How to Project onto the Unit Simplex as Intersection of Two Sets (Optimizing a Convex Function)?

I would like to estimate a matrix $S$ by solving the following optimization problem

\begin{align} &\min\limits_{s} f(S) \\ &\text{subject to }\sum_{i,j}s_{i,j}=1,\quad s_{i,j}\geq0~\forall(i,j)\end{align}

where function $f$ is convex and the entries of matrix $S$ sum up to $1$ and are non-negative.

So I am solving the problem by the projected gradient descent using the following iterative equations at every iteration $k+1$:

\begin{align} &s_{i,j}^{(k+1)}= \max\Big(0,s_{i,j}^{(k)} - \eta\nabla f\big(s_{i,j}^{(k)}\big)\Big)\\ &s^{(k+1)}_{i,j} = \frac{s^{(k+1)}_{i,j}}{\sum_{i,j}s^{(k+1)}_{i,j}}\end{align}

Apparently what I am doing is not correct so I am wondering how I should write my iterative equations for the projection properly.

EDIT:

My solution may lead to dividing the entries $s_{i,k}^{(k+1)}$'s by $0$ . I thought about zeroing out negative entries after the normalization of $s_{i,k}^{(k+1)}$'s but if I do so I won't have anymore $\sum_{i,j}s_{i,j}=1$.


Solution 1:

You have 2 options:

  1. Use direct projection onto the Unit Simplex which the intersection of the 2 sets you mentioned (See Orthogonal Projection onto the Unit Simplex).
  2. Use Alternating Projection on each of the sets you defined.

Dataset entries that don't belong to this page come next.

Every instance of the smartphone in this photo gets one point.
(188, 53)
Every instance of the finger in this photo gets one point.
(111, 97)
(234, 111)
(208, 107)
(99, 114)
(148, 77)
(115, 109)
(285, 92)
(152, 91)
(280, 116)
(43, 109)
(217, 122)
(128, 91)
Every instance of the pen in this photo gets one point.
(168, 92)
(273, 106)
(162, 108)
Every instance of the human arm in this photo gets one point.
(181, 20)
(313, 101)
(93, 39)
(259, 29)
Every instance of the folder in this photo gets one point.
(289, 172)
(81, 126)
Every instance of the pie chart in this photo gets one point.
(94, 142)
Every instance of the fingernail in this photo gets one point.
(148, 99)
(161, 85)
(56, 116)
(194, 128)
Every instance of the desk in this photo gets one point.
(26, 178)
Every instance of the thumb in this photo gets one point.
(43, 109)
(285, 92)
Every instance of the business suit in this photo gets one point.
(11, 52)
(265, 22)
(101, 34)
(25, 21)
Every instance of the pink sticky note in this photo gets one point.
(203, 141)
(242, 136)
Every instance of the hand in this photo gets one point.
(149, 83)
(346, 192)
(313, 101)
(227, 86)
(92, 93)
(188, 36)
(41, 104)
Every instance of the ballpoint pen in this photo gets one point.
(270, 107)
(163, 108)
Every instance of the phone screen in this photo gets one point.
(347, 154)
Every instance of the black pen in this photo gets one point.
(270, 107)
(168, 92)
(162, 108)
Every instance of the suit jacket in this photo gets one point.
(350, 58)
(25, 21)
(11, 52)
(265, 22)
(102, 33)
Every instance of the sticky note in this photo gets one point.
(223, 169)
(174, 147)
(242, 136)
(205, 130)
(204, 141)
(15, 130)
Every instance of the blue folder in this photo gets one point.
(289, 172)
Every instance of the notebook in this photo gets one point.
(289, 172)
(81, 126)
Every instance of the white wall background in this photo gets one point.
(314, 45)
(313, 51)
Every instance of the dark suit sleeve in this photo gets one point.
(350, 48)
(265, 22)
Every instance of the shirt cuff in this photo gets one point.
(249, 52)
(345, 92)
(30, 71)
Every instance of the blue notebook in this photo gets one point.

The projection onto the Non Negative Orthant set:

$$ \operatorname{Proj}_{\mathcal{S}} \left( x \right) = \max \left\{ 0, x \right\} $$

Where $ S = \left\{ x \in \mathbb{R}^{n} \mid x \succeq 0 \right\} $;

The projection onto the set $ \mathcal{C} = \left\{ x \in \mathbb{R}^{n} \mid \boldsymbol{1}^{T} x = 1 \right\} $:

$$ \operatorname{Proj}_{\mathcal{C}} \left( x \right) = x - \frac{\sum_{i} {x}_{i} - 1}{n} \boldsymbol{1} $$

Pay attention that this is not what you had in your solution.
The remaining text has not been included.